南黎抓了抓头发,悄咪咪在空间里回复徒牢消息,顺带问问连渊的情况怎么样了。
徒牢没回,估计是没有力气了。
跟她一样。
陆靳察觉到她双腿有些站不稳,上前搀扶。
南黎后退了一步,晃了晃头,“没事的,我可以,就是有点饿,陆队,能不能给我一些吃的。”
陆靳收回落空的手,径直走到床边,按了床头的绿色按铃。
在工作人员送饭进来之前,他又强制性的将眼罩给她扣上。
南黎不解,手指摸着眼罩边缘,“为啥非要戴这个东西?”
“你眼睛被海水感染了,红的,吓人。”
南黎心脏一紧。
又来了又来了。
她老老实实按紧眼罩,生怕它掉下来,然后装模作样的接了一句,“啊呀……那会不会一直红着下不去,海水可真埋汰。”
陆靳,“……”
食物送上来后,南黎偷偷将掀开眼罩的一条缝,舍弃了勺子,直接端着粥碗往嘴里送。
陆靳坐在一旁的椅子上,看到这一幕皱了皱眉,“没人跟你抢。”
南黎挥挥手,“你不懂,我刚才看了下时间,我竟然在海上飘了半个月,已经饿得前胸贴后背了。”
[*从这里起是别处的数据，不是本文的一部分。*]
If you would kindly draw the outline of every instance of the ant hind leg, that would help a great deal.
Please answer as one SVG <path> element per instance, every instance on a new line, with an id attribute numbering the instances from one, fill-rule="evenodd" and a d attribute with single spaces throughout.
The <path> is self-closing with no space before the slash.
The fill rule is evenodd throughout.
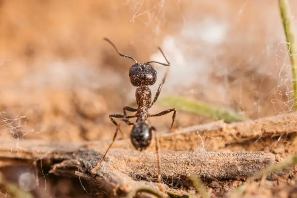
<path id="1" fill-rule="evenodd" d="M 172 115 L 172 122 L 171 122 L 171 126 L 170 127 L 170 130 L 172 130 L 172 128 L 173 127 L 173 123 L 174 123 L 174 119 L 175 119 L 175 115 L 176 115 L 176 110 L 175 110 L 175 108 L 169 109 L 163 111 L 163 112 L 161 112 L 159 114 L 150 115 L 150 117 L 162 116 L 165 115 L 165 114 L 169 113 L 171 112 L 173 112 L 173 115 Z"/>
<path id="2" fill-rule="evenodd" d="M 156 144 L 156 154 L 157 155 L 157 164 L 158 166 L 158 182 L 159 183 L 159 188 L 161 191 L 164 191 L 164 189 L 162 185 L 162 178 L 161 174 L 160 167 L 160 157 L 159 153 L 160 147 L 159 146 L 159 138 L 157 135 L 157 130 L 154 127 L 150 127 L 150 130 L 154 132 L 154 136 L 155 137 L 155 142 Z"/>
<path id="3" fill-rule="evenodd" d="M 157 90 L 157 93 L 156 93 L 156 95 L 155 96 L 155 98 L 154 98 L 154 100 L 153 100 L 151 104 L 150 104 L 148 108 L 151 107 L 155 103 L 155 102 L 156 102 L 156 101 L 158 99 L 158 98 L 159 98 L 159 96 L 160 95 L 160 93 L 161 93 L 161 89 L 162 88 L 162 87 L 163 86 L 163 84 L 164 84 L 164 83 L 165 83 L 165 80 L 166 80 L 166 78 L 167 77 L 167 75 L 169 71 L 170 68 L 170 67 L 169 66 L 167 67 L 167 68 L 166 69 L 166 71 L 165 72 L 165 74 L 164 74 L 164 77 L 163 77 L 163 79 L 162 79 L 162 81 L 161 82 L 161 83 L 160 83 L 159 85 L 159 88 L 158 88 L 158 90 Z"/>

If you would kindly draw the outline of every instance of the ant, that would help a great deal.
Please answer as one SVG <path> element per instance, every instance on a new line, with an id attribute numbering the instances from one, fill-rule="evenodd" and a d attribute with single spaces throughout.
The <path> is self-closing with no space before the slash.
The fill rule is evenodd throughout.
<path id="1" fill-rule="evenodd" d="M 152 137 L 152 132 L 154 132 L 154 135 L 155 137 L 155 140 L 156 141 L 155 149 L 157 154 L 157 162 L 158 164 L 158 182 L 159 183 L 160 188 L 162 190 L 163 188 L 161 185 L 161 177 L 158 140 L 157 136 L 156 134 L 157 130 L 154 127 L 150 126 L 148 125 L 148 118 L 149 117 L 155 117 L 163 116 L 170 112 L 173 112 L 173 115 L 172 116 L 172 122 L 171 123 L 170 128 L 172 130 L 173 126 L 173 123 L 174 122 L 174 119 L 175 118 L 176 111 L 175 108 L 169 109 L 163 111 L 159 114 L 151 115 L 148 113 L 148 109 L 151 108 L 155 103 L 155 102 L 157 101 L 159 96 L 160 95 L 161 89 L 165 82 L 165 80 L 166 79 L 167 74 L 169 71 L 170 64 L 169 63 L 169 61 L 168 61 L 168 60 L 165 56 L 164 53 L 160 47 L 158 47 L 158 49 L 163 55 L 163 57 L 167 62 L 167 63 L 162 63 L 156 61 L 149 61 L 146 63 L 139 63 L 132 57 L 120 53 L 115 44 L 114 44 L 114 43 L 108 38 L 104 38 L 104 40 L 107 41 L 113 46 L 118 55 L 122 57 L 130 58 L 135 62 L 135 64 L 133 65 L 129 70 L 129 77 L 132 85 L 137 87 L 136 90 L 135 97 L 138 107 L 136 109 L 130 106 L 125 106 L 123 108 L 124 115 L 111 114 L 109 115 L 109 117 L 111 121 L 116 126 L 116 132 L 115 132 L 115 134 L 114 135 L 113 140 L 108 147 L 108 148 L 105 151 L 103 157 L 99 163 L 98 163 L 97 165 L 91 170 L 91 172 L 94 173 L 99 167 L 100 164 L 104 160 L 106 154 L 107 153 L 107 152 L 115 141 L 118 131 L 119 130 L 121 133 L 123 133 L 119 128 L 119 124 L 118 124 L 114 119 L 114 118 L 122 118 L 122 120 L 125 122 L 126 124 L 132 126 L 131 132 L 130 139 L 133 146 L 137 150 L 141 151 L 147 149 L 147 148 L 148 147 L 151 143 Z M 151 93 L 150 92 L 150 89 L 149 88 L 148 88 L 148 86 L 152 85 L 155 83 L 155 82 L 156 82 L 157 80 L 157 72 L 154 67 L 151 65 L 150 65 L 150 63 L 157 63 L 167 66 L 166 72 L 164 75 L 164 77 L 162 79 L 161 83 L 159 85 L 159 88 L 158 88 L 157 93 L 156 93 L 156 95 L 155 96 L 155 98 L 154 98 L 152 102 L 151 102 Z M 134 116 L 127 116 L 126 111 L 129 111 L 132 112 L 136 112 L 136 113 Z M 129 120 L 129 118 L 133 117 L 137 117 L 136 122 L 134 123 L 131 122 Z"/>

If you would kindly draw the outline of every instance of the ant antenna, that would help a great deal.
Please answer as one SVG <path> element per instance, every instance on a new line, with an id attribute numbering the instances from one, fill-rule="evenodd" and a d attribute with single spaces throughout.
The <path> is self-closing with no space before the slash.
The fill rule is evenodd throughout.
<path id="1" fill-rule="evenodd" d="M 117 52 L 117 53 L 118 54 L 118 55 L 119 55 L 121 56 L 122 56 L 123 57 L 126 57 L 126 58 L 129 58 L 130 59 L 132 59 L 133 60 L 133 61 L 135 62 L 135 63 L 136 63 L 136 64 L 137 63 L 138 63 L 138 62 L 137 61 L 136 61 L 136 60 L 135 60 L 134 58 L 133 58 L 131 56 L 129 56 L 128 55 L 125 55 L 125 54 L 123 54 L 121 53 L 120 53 L 118 50 L 117 50 L 117 49 L 116 48 L 116 46 L 115 45 L 115 44 L 114 44 L 114 43 L 111 42 L 110 41 L 110 40 L 109 40 L 109 39 L 108 39 L 107 38 L 104 38 L 104 40 L 105 40 L 105 41 L 107 41 L 108 42 L 109 42 L 110 45 L 111 45 L 115 49 L 115 50 L 116 50 L 116 52 Z M 168 62 L 168 61 L 167 61 Z"/>
<path id="2" fill-rule="evenodd" d="M 164 52 L 163 52 L 163 51 L 162 50 L 162 49 L 161 49 L 160 47 L 158 47 L 158 50 L 160 50 L 160 51 L 161 51 L 161 53 L 163 55 L 163 57 L 164 57 L 165 60 L 166 60 L 166 61 L 167 62 L 167 64 L 166 64 L 166 63 L 160 63 L 160 62 L 157 62 L 157 61 L 148 61 L 148 62 L 147 62 L 146 63 L 158 63 L 159 64 L 165 66 L 170 66 L 170 63 L 169 62 L 169 61 L 168 61 L 168 59 L 167 59 L 167 58 L 166 58 L 166 56 L 165 56 L 165 54 L 164 54 Z"/>

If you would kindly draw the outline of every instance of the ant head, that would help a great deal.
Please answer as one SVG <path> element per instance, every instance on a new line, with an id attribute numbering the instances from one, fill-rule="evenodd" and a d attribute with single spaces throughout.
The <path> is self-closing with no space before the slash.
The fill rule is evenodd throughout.
<path id="1" fill-rule="evenodd" d="M 150 65 L 138 63 L 130 68 L 129 77 L 133 86 L 152 85 L 157 80 L 157 72 Z"/>
<path id="2" fill-rule="evenodd" d="M 145 122 L 136 122 L 131 132 L 131 142 L 136 149 L 145 150 L 150 144 L 152 138 L 151 128 Z"/>

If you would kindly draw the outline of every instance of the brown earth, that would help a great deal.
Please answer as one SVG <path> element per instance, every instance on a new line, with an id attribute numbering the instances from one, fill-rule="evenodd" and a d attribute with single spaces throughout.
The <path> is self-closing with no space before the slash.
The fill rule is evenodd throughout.
<path id="1" fill-rule="evenodd" d="M 22 2 L 0 0 L 1 139 L 86 142 L 90 148 L 94 141 L 109 142 L 115 128 L 108 115 L 134 104 L 135 89 L 128 75 L 132 63 L 119 57 L 104 37 L 122 53 L 143 62 L 159 60 L 153 55 L 161 46 L 171 70 L 161 97 L 191 98 L 252 119 L 293 111 L 292 74 L 277 1 Z M 297 3 L 290 4 L 297 15 Z M 164 69 L 156 68 L 159 82 Z M 158 84 L 152 87 L 153 95 Z M 151 113 L 165 108 L 156 104 Z M 226 125 L 220 132 L 226 133 L 224 138 L 202 130 L 199 136 L 177 135 L 179 142 L 174 142 L 169 141 L 171 135 L 164 134 L 161 149 L 198 152 L 203 142 L 207 151 L 264 151 L 281 161 L 297 150 L 294 115 L 285 121 L 265 123 L 266 130 L 258 126 L 251 133 L 243 130 L 238 134 L 226 132 Z M 170 132 L 170 117 L 152 118 L 150 123 L 161 133 Z M 174 128 L 182 130 L 213 121 L 179 111 Z M 128 135 L 129 127 L 121 127 Z M 272 129 L 280 132 L 265 133 Z M 117 142 L 116 147 L 131 148 Z M 3 171 L 6 177 L 17 178 L 15 169 L 4 166 L 10 170 Z M 49 170 L 43 170 L 48 174 Z M 296 175 L 295 169 L 273 180 L 255 182 L 245 195 L 295 197 Z M 77 180 L 50 174 L 44 177 L 49 196 L 88 196 Z M 225 193 L 243 182 L 205 183 L 215 197 L 229 196 Z M 37 197 L 43 192 L 40 188 Z"/>

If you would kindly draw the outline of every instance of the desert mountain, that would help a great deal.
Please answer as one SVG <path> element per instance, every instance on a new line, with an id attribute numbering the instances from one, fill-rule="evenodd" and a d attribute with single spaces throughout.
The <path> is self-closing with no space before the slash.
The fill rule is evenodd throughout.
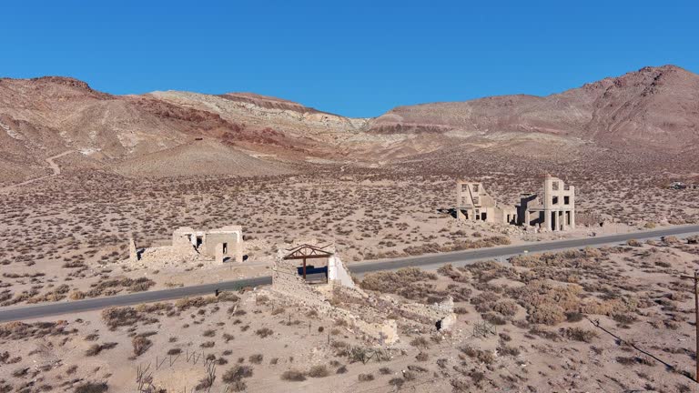
<path id="1" fill-rule="evenodd" d="M 699 76 L 645 67 L 547 96 L 400 106 L 373 119 L 251 93 L 114 96 L 69 77 L 0 79 L 0 182 L 46 175 L 45 159 L 68 150 L 69 166 L 134 176 L 198 175 L 207 151 L 220 164 L 213 174 L 240 175 L 463 154 L 667 162 L 699 151 Z"/>

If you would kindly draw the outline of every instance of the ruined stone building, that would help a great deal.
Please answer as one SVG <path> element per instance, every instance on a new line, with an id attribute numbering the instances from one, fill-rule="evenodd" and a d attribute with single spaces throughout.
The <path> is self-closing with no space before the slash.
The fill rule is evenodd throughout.
<path id="1" fill-rule="evenodd" d="M 500 207 L 482 183 L 459 180 L 456 182 L 456 219 L 459 221 L 485 221 L 515 224 L 517 211 L 512 207 Z"/>
<path id="2" fill-rule="evenodd" d="M 501 207 L 481 183 L 457 181 L 456 218 L 538 227 L 562 231 L 575 228 L 575 187 L 546 175 L 543 195 L 522 194 L 514 207 Z"/>
<path id="3" fill-rule="evenodd" d="M 206 231 L 182 227 L 172 233 L 172 247 L 182 253 L 195 252 L 213 258 L 216 263 L 242 262 L 243 230 L 240 226 Z"/>
<path id="4" fill-rule="evenodd" d="M 519 224 L 540 226 L 544 230 L 562 231 L 575 228 L 575 187 L 558 177 L 546 175 L 543 196 L 524 194 L 517 205 L 522 218 Z"/>
<path id="5" fill-rule="evenodd" d="M 386 319 L 387 315 L 400 316 L 436 330 L 448 330 L 457 320 L 451 297 L 434 305 L 400 304 L 390 297 L 363 291 L 355 285 L 331 244 L 279 247 L 272 268 L 271 289 L 279 300 L 343 319 L 366 340 L 380 345 L 393 346 L 400 341 L 397 321 Z M 334 306 L 330 300 L 338 298 L 353 299 L 351 303 L 366 307 L 360 313 L 352 312 Z"/>

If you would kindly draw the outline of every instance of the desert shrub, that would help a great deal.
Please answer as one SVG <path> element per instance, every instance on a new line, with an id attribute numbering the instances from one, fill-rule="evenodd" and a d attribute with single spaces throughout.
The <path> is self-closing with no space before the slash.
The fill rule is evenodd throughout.
<path id="1" fill-rule="evenodd" d="M 76 393 L 104 393 L 109 390 L 106 382 L 87 382 L 76 388 Z"/>
<path id="2" fill-rule="evenodd" d="M 430 348 L 430 341 L 420 336 L 410 340 L 410 345 L 416 348 Z"/>
<path id="3" fill-rule="evenodd" d="M 272 331 L 272 329 L 270 329 L 269 328 L 262 328 L 255 330 L 255 334 L 259 336 L 262 338 L 265 338 L 274 334 L 274 331 Z"/>
<path id="4" fill-rule="evenodd" d="M 153 345 L 153 342 L 143 336 L 136 336 L 131 339 L 131 345 L 134 347 L 134 355 L 140 356 Z"/>
<path id="5" fill-rule="evenodd" d="M 222 380 L 227 384 L 232 384 L 242 378 L 252 377 L 252 368 L 249 366 L 236 365 L 223 373 Z"/>
<path id="6" fill-rule="evenodd" d="M 310 378 L 325 378 L 330 375 L 330 372 L 328 370 L 327 366 L 316 365 L 311 367 L 307 374 Z"/>
<path id="7" fill-rule="evenodd" d="M 299 370 L 290 369 L 290 370 L 284 371 L 281 374 L 281 379 L 288 380 L 288 381 L 300 382 L 300 381 L 306 380 L 306 376 Z"/>
<path id="8" fill-rule="evenodd" d="M 85 356 L 96 356 L 100 352 L 102 352 L 102 346 L 99 344 L 93 344 L 86 351 L 85 351 Z"/>
<path id="9" fill-rule="evenodd" d="M 401 378 L 394 378 L 389 379 L 389 385 L 395 387 L 397 390 L 400 390 L 400 388 L 405 384 L 405 379 Z"/>
<path id="10" fill-rule="evenodd" d="M 592 342 L 593 338 L 597 337 L 597 332 L 593 330 L 587 330 L 580 328 L 567 328 L 562 329 L 563 337 L 566 338 L 575 340 L 575 341 L 582 341 L 582 342 Z"/>
<path id="11" fill-rule="evenodd" d="M 503 318 L 502 317 L 493 314 L 493 313 L 485 313 L 481 315 L 484 321 L 487 321 L 492 325 L 505 325 L 507 323 L 507 320 Z"/>
<path id="12" fill-rule="evenodd" d="M 418 281 L 437 279 L 434 273 L 425 272 L 418 267 L 404 267 L 395 272 L 381 271 L 368 274 L 361 280 L 360 287 L 363 289 L 383 293 L 398 293 Z"/>
<path id="13" fill-rule="evenodd" d="M 575 312 L 575 311 L 565 313 L 565 319 L 568 322 L 580 322 L 582 320 L 584 317 L 585 317 L 584 314 Z"/>
<path id="14" fill-rule="evenodd" d="M 563 309 L 551 304 L 542 304 L 529 312 L 529 321 L 535 324 L 557 325 L 566 319 Z"/>
<path id="15" fill-rule="evenodd" d="M 360 382 L 369 382 L 374 380 L 374 375 L 373 374 L 360 374 L 357 376 L 357 379 Z"/>
<path id="16" fill-rule="evenodd" d="M 491 351 L 484 351 L 471 346 L 461 347 L 460 349 L 470 358 L 473 358 L 482 363 L 492 364 L 495 361 L 495 354 Z"/>
<path id="17" fill-rule="evenodd" d="M 87 348 L 86 351 L 85 351 L 85 356 L 88 356 L 88 357 L 97 356 L 103 350 L 111 349 L 115 347 L 116 347 L 116 343 L 115 342 L 105 343 L 105 344 L 93 344 L 90 346 L 89 348 Z"/>
<path id="18" fill-rule="evenodd" d="M 243 380 L 237 380 L 229 384 L 230 389 L 235 392 L 241 392 L 248 390 L 248 384 Z"/>
<path id="19" fill-rule="evenodd" d="M 498 353 L 502 356 L 516 357 L 520 354 L 520 348 L 518 348 L 517 347 L 501 345 L 500 347 L 498 347 Z"/>
<path id="20" fill-rule="evenodd" d="M 505 317 L 512 317 L 517 314 L 519 307 L 512 300 L 500 300 L 492 305 L 492 310 Z"/>

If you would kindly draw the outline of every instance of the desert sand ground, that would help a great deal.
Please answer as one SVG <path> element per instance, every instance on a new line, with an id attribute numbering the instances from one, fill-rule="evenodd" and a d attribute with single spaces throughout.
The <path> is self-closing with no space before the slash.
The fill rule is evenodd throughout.
<path id="1" fill-rule="evenodd" d="M 399 343 L 370 360 L 346 321 L 264 288 L 4 324 L 0 388 L 138 391 L 141 368 L 168 392 L 694 391 L 694 299 L 679 275 L 698 256 L 668 238 L 369 275 L 366 290 L 451 296 L 459 314 L 449 332 L 399 318 Z"/>
<path id="2" fill-rule="evenodd" d="M 481 173 L 501 204 L 536 176 Z M 575 179 L 575 180 L 572 180 Z M 439 209 L 453 206 L 454 176 L 397 176 L 382 169 L 323 171 L 268 177 L 134 180 L 81 171 L 5 191 L 0 200 L 3 265 L 0 304 L 95 297 L 268 274 L 279 245 L 299 238 L 334 242 L 347 263 L 621 233 L 696 222 L 699 189 L 672 190 L 659 178 L 570 176 L 578 189 L 579 227 L 534 233 L 508 225 L 458 224 Z M 600 227 L 600 223 L 603 226 Z M 167 246 L 174 229 L 241 225 L 240 266 L 183 260 L 167 252 L 127 262 L 138 247 Z M 464 246 L 467 245 L 467 246 Z M 78 293 L 79 292 L 79 293 Z"/>

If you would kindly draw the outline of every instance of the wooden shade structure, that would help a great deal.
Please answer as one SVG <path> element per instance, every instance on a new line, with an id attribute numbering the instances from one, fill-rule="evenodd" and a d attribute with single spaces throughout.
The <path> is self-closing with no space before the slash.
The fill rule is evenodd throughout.
<path id="1" fill-rule="evenodd" d="M 319 247 L 316 246 L 311 246 L 308 244 L 302 244 L 300 246 L 297 246 L 294 248 L 291 248 L 289 254 L 287 254 L 286 257 L 284 257 L 285 260 L 290 260 L 290 259 L 301 259 L 303 260 L 303 279 L 306 279 L 306 260 L 307 259 L 313 259 L 313 258 L 329 258 L 332 257 L 332 253 L 329 251 L 326 251 L 323 248 L 327 247 L 328 246 L 324 246 L 322 247 Z"/>

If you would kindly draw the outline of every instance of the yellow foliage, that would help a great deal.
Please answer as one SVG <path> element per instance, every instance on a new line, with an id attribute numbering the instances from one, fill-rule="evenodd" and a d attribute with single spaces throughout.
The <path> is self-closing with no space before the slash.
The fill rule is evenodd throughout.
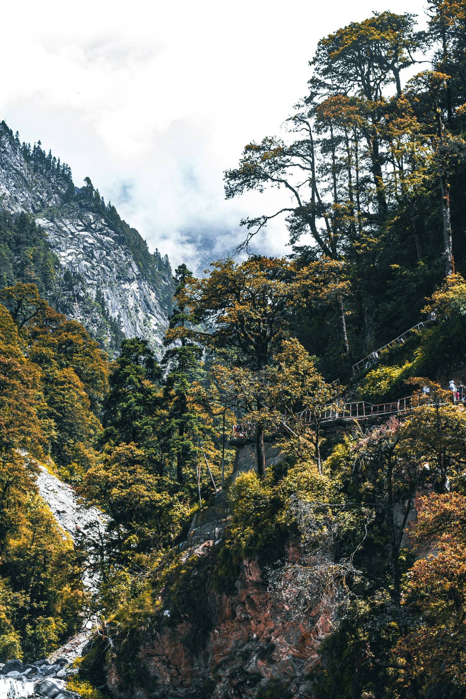
<path id="1" fill-rule="evenodd" d="M 405 376 L 412 362 L 407 361 L 402 366 L 377 366 L 365 377 L 364 383 L 358 388 L 359 396 L 364 401 L 377 403 L 389 394 L 393 387 Z"/>
<path id="2" fill-rule="evenodd" d="M 103 699 L 102 692 L 87 679 L 72 677 L 68 682 L 66 689 L 71 692 L 78 692 L 82 699 Z"/>

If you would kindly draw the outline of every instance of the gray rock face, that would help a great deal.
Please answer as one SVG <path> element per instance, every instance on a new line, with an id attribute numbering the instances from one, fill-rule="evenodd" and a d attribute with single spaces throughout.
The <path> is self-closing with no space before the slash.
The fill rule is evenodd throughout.
<path id="1" fill-rule="evenodd" d="M 36 685 L 36 691 L 44 696 L 54 699 L 64 687 L 62 679 L 43 679 Z"/>
<path id="2" fill-rule="evenodd" d="M 87 532 L 94 527 L 99 533 L 103 534 L 107 516 L 96 507 L 80 507 L 71 486 L 52 475 L 43 466 L 41 466 L 37 485 L 41 497 L 48 505 L 57 523 L 72 539 L 75 538 L 78 531 Z"/>
<path id="3" fill-rule="evenodd" d="M 0 124 L 0 207 L 27 212 L 46 233 L 61 277 L 50 302 L 111 354 L 124 336 L 145 338 L 156 350 L 171 308 L 168 259 L 151 255 L 98 192 L 89 198 L 86 187 L 75 189 L 69 170 L 61 174 L 46 159 L 31 159 Z"/>

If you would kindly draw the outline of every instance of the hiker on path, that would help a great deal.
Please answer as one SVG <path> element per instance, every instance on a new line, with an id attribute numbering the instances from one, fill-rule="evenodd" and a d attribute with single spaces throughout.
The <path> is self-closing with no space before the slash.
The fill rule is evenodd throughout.
<path id="1" fill-rule="evenodd" d="M 449 386 L 449 390 L 451 391 L 451 393 L 453 394 L 453 402 L 456 403 L 457 398 L 459 401 L 460 396 L 458 392 L 458 389 L 455 386 L 455 382 L 453 379 L 450 382 L 450 385 Z"/>

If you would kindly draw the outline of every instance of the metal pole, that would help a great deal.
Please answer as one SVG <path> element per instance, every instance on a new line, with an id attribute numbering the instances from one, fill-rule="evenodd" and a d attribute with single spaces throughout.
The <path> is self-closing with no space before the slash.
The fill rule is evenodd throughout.
<path id="1" fill-rule="evenodd" d="M 225 411 L 224 410 L 224 439 L 221 442 L 221 487 L 224 487 L 224 471 L 225 468 Z"/>
<path id="2" fill-rule="evenodd" d="M 199 461 L 199 468 L 196 467 L 196 470 L 198 472 L 198 492 L 199 493 L 199 505 L 202 507 L 202 500 L 201 499 L 201 461 Z"/>
<path id="3" fill-rule="evenodd" d="M 214 484 L 214 488 L 215 489 L 215 492 L 217 493 L 217 486 L 215 485 L 215 481 L 214 480 L 214 477 L 212 475 L 212 471 L 210 470 L 210 468 L 209 467 L 209 464 L 207 462 L 207 456 L 205 456 L 205 454 L 204 454 L 203 452 L 203 456 L 204 457 L 204 461 L 205 461 L 205 466 L 207 466 L 207 470 L 208 470 L 209 473 L 210 474 L 210 477 L 212 478 L 212 482 Z"/>

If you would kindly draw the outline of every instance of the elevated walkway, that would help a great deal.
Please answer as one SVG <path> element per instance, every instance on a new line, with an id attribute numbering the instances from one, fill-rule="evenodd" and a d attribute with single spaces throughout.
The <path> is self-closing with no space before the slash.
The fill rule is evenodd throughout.
<path id="1" fill-rule="evenodd" d="M 356 401 L 353 403 L 335 403 L 328 405 L 323 411 L 321 424 L 336 421 L 362 420 L 370 418 L 395 415 L 397 413 L 408 413 L 419 408 L 428 405 L 428 401 L 420 399 L 419 395 L 405 396 L 397 401 L 388 403 L 372 403 L 366 401 Z M 265 429 L 269 435 L 277 432 L 291 432 L 293 424 L 300 421 L 304 425 L 314 422 L 313 414 L 310 410 L 302 410 L 293 415 L 284 415 L 281 421 L 265 423 Z M 239 440 L 252 440 L 254 437 L 256 424 L 245 422 L 233 425 L 231 430 L 230 443 L 235 445 Z"/>
<path id="2" fill-rule="evenodd" d="M 399 335 L 398 338 L 395 338 L 394 340 L 391 340 L 389 343 L 386 345 L 384 345 L 381 347 L 378 347 L 377 350 L 373 350 L 372 352 L 365 356 L 363 359 L 360 359 L 357 361 L 356 364 L 353 364 L 353 373 L 354 374 L 361 374 L 362 371 L 365 369 L 369 369 L 373 364 L 375 364 L 377 359 L 379 357 L 380 352 L 383 352 L 384 350 L 386 350 L 387 347 L 395 347 L 397 345 L 402 345 L 408 338 L 413 335 L 415 332 L 422 330 L 423 328 L 427 328 L 431 326 L 436 321 L 434 319 L 430 319 L 429 320 L 423 320 L 417 325 L 414 325 L 412 328 L 409 328 L 409 330 L 405 331 L 405 332 L 402 333 Z"/>

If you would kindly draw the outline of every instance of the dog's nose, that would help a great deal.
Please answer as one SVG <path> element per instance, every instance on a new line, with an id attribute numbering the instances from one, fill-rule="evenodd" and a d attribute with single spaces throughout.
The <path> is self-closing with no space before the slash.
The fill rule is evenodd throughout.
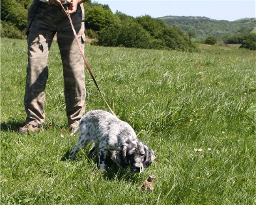
<path id="1" fill-rule="evenodd" d="M 142 172 L 144 171 L 143 167 L 135 167 L 133 169 L 132 171 L 134 172 Z"/>

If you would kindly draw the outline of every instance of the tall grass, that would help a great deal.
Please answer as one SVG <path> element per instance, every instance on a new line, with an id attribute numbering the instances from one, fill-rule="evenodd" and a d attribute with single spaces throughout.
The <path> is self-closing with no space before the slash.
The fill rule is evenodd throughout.
<path id="1" fill-rule="evenodd" d="M 25 116 L 26 42 L 1 40 L 1 204 L 256 204 L 255 51 L 86 47 L 107 101 L 155 151 L 152 167 L 134 174 L 110 161 L 100 172 L 89 148 L 68 159 L 77 137 L 69 136 L 56 43 L 44 131 L 16 133 Z M 86 74 L 87 110 L 107 110 Z M 150 174 L 154 191 L 138 190 Z"/>

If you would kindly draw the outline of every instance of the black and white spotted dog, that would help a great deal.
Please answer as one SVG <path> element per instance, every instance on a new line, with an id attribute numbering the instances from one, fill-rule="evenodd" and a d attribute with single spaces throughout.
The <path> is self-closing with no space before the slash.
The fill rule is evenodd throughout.
<path id="1" fill-rule="evenodd" d="M 154 152 L 145 143 L 139 141 L 134 129 L 108 112 L 102 110 L 91 111 L 80 120 L 79 128 L 72 134 L 79 131 L 79 138 L 70 152 L 73 159 L 80 149 L 90 141 L 94 146 L 91 151 L 98 150 L 100 169 L 105 170 L 107 154 L 119 167 L 130 167 L 134 172 L 142 172 L 152 163 Z"/>

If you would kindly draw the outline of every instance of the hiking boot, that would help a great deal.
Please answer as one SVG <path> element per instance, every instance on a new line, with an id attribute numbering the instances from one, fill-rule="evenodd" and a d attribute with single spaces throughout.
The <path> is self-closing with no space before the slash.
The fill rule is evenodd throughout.
<path id="1" fill-rule="evenodd" d="M 42 128 L 40 126 L 35 126 L 32 124 L 26 124 L 23 127 L 18 128 L 18 132 L 21 134 L 25 134 L 28 132 L 34 133 L 36 131 L 38 131 L 42 130 Z"/>

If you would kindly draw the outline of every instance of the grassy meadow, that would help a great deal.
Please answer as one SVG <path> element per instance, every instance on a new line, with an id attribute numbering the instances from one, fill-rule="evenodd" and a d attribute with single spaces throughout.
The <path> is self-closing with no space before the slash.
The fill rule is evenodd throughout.
<path id="1" fill-rule="evenodd" d="M 87 45 L 107 102 L 155 152 L 141 174 L 89 148 L 68 154 L 61 61 L 49 57 L 44 131 L 20 135 L 26 41 L 1 39 L 1 204 L 256 204 L 256 52 L 201 45 L 195 53 Z M 87 111 L 108 111 L 86 70 Z M 137 187 L 156 175 L 153 191 Z"/>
陆靳发现她端着粥碗的手指都是割痕,被海水泡到肿胀泛白,他将医药箱放在床头。
想到她之前戒备的模样,顿了顿,补充一句,“吃完饭,自己处理一下手上的伤。”
南黎偷偷扒下眼罩,看了眼上面的伤痕。
像是拳头锤击重物造成的。
但她不记得发生过搏斗或者击打什么东西的场景。
记忆回蹿的时候,猛然记起手腕上那些霉菌似的恶心物质,赶忙去看。